A conceptual table such as this has the potential to provide the following
information:
- The number of URL's that have been recorded
- The number of users of the system
- The number of user-URL's that are marked private
- The number of user-URL's that are shared
- The number of URL's that are tagged
- The number of user-URL's that have user notes
For users, we can determine the following information
- The minimum, maximum, average, median number of total, shared, and
private URLs/user
- Various measures of the variance in the total, shared, and
private URLs across users
- The minimum, maximum, average, median number of tags/user
- Various measures of the variance in the number of tags across users
- The minimum, maximum, average, median number of descriptions/user
- Various measures of the variance in the number of descriptions
across users
For URLs, we can determine:
- The minimum, maximum, average, median number of total, shared, and
private users/URL
- Various measures of the variance in the total, shared, and
private URLs across URLs
- The minimum, maximum, average, median number of tags/URL
- Various measures of the variance in the number of tags across
URLs
- The minimum, maximum, average, median number of unique tags/URL
- Various measures of the variance in the number of unique tags
across URLs
Beyond these measures we can examine a number of issues
- Looking at tags, ordered by frequency of occurrence:
- are there obvious groupings of types of tags(semantic,
affective, personal)
- do the most frequently occurring tags tell us anything
about the collection
- are there patterns in the cooccurence of tags -- that is, for
some threshold of frequency of co-occurence across URL's, is there a clear
relationship between the co-occuring terms that allows us to simplify or
clarify the tagging.
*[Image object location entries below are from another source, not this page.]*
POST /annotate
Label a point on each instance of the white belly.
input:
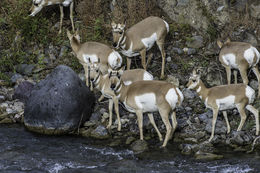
(149, 41)
(226, 103)
(146, 102)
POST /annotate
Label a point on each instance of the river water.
(25, 152)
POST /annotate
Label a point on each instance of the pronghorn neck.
(202, 90)
(75, 44)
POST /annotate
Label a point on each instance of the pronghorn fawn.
(140, 38)
(102, 83)
(90, 52)
(239, 56)
(224, 97)
(149, 96)
(39, 4)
Does the same hold for low co-occurence terms -- i.e.
can we say some things about the terms.
- Is it possible to develop a tag map that would work as follows:
take the n most frequently occurring terms and set them around the
circumference of a circle. Take any term that co-occurs with one of those
terms more than x%(e.g. 90%) of the time and bundle it with the more
frequently occurring term. (If this was one of the original n, add a new n
to the circle.) Take terms that co-occur 50-90% of the time and place them on
strings proportionally distant from the terms they co-occur with. If they
co-occur with two or three terms on the circle, web them such that they are
proportionally distant from all the terms. If they only occur with one
term, fan them outside the circle proporionally distant from the term. What
kind of term map does that provide -- how might it be improved?
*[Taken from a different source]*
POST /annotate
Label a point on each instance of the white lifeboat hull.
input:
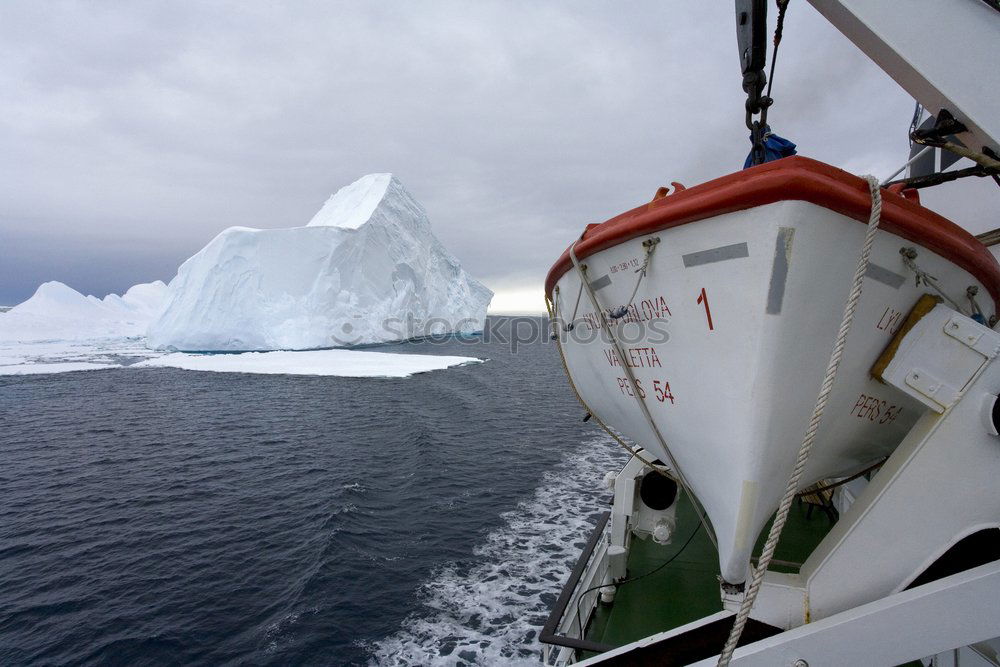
(728, 337)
- When we look at tags by users,
- can we identify communities of interest? (common
frequently occurring tags)
- can be identify expertise (high number of URLs with l
evels of commonly used tags)
There are surely many more questions that we might try to answer and
there are surely more formal ways of formulating what might be inferred.
I will be returning to this entry in the coming months and trying to add
more thoughts about this.